According to a note from Goldman Sachs, the U.S. labor force has grown by almost 30% since 1990 and immigrants account for about half of the net increase. Furthermore, out of all major occupations, construction and extraction has the highest number of foreign-born workers.
“Admittedly, there’s been a slowdown in immigration,” Dietz said. “If you talk to individual markets, particularly in markets where that share is high — Florida, Texas, California, Arizona — they’ll say the slowdown in immigration has had an impact on the availability of labor. But the fact that the share has ticked up a little big suggests there are two factors at play, and I think you’ve got to give equal weight to both.”
“One is the slowdown in immigration — construction, traditionally, going back to the mid-1800s, has been an important source of employment for immigrants,” Dietz said. “The other factor, though, is we are having difficulty in the construction industry attracting that native-born American population.

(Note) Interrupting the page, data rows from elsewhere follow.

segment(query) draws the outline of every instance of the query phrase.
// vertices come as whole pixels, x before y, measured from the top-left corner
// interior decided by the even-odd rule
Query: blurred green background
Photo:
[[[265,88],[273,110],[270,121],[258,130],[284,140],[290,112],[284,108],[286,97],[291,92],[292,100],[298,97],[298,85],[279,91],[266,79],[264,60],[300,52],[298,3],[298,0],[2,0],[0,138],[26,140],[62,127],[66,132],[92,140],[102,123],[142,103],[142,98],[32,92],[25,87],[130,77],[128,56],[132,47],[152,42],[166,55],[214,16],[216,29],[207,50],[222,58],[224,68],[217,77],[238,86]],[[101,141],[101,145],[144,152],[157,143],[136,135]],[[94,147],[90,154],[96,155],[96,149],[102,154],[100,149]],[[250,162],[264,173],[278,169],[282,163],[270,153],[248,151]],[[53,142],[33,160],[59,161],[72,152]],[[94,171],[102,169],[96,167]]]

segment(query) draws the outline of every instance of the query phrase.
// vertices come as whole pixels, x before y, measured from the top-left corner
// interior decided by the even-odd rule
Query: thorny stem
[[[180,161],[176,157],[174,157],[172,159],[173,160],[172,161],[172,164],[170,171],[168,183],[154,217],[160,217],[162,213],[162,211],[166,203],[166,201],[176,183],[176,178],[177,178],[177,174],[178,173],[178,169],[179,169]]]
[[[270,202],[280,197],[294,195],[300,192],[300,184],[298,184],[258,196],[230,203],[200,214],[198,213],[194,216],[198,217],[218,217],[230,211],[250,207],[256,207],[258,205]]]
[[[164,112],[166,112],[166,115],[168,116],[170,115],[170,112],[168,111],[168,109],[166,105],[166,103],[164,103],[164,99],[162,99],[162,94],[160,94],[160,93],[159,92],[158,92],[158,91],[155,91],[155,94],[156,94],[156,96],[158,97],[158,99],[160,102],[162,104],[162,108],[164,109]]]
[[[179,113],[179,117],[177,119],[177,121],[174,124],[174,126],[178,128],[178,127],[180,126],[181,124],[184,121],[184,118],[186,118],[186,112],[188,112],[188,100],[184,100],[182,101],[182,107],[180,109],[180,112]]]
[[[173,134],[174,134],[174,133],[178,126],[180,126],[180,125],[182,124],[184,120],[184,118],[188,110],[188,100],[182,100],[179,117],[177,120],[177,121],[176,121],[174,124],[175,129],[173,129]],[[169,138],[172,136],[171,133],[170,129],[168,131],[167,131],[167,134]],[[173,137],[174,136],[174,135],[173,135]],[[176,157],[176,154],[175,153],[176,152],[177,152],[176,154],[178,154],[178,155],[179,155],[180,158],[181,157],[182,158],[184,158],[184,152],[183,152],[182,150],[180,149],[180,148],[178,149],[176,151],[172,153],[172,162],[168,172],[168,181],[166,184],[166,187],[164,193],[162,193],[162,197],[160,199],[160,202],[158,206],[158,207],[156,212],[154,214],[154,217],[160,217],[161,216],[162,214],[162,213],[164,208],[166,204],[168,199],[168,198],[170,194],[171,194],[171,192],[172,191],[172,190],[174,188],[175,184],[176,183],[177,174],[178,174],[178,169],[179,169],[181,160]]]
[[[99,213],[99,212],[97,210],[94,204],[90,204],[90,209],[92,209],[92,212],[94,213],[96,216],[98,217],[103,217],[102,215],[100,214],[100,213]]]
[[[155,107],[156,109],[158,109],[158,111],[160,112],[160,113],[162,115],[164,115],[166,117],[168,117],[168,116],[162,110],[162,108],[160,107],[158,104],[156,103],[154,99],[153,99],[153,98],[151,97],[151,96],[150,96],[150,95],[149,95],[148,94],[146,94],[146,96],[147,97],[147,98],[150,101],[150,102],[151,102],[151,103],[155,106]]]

Getting young people coming out of high school.”
Another problem that has arisen, particularly within the construction industry, is the opioid crisis.
“I grew up in Dayton Ohio … Montgomery County is right next door,” Dietz said. “It was really sort of ground zero for the opioid issue. It’s had impacts on that local labor market. I do think it’s had an impact.”
Yahoo Finance previously reported on a note from Barclays Research, which found that construction workers are nearly six times more likely than other industries to develop an opioid addiction. “In Massachusetts,” the analysts noted, “~25% of all opioid overdose deaths were from construction.”
“I travel every week and I get out and talk in front of builders, remodelers, lumber yard dealers, and equipment leaders, and I do hear it,” Dietz said. “If I had to guess, it’s somewhere between 1 in 10 or 1 in 5 [businesses affected]. It’s not like every single firm has had to deal with this.” He cited a paper that “found a really strong correlation with disability claims and an even stronger correlation with disability claims linked to opioid abuse.”
And a study from the Cleveland Fed concluded that “prescription opioids can account for 44% of the realized national decrease in men's labor force participation between 2001 and 2015” and a 17% decline for prime age women.
‘No silver bullet’
With no one clear cause of this shortage, but rather a confluences of several issues, “there’s no silver bullet” to how to fix it, Dietz explained.
“It’s going to be a combination of recruiting new people into the industry, people who can become skilled tradesmen and ultimately, small business owners,” he said. “And it’s also going to need investment in innovative technologies, processes, by which we can raise productivity...
“If you travel anywhere, you see people spending time, resources, money, working with schools to really address what is really a real macro risk for the U.S. economy,” Dietz added. “If we face this kind of skilled worker shortage, it will have impacts on growth in the future.”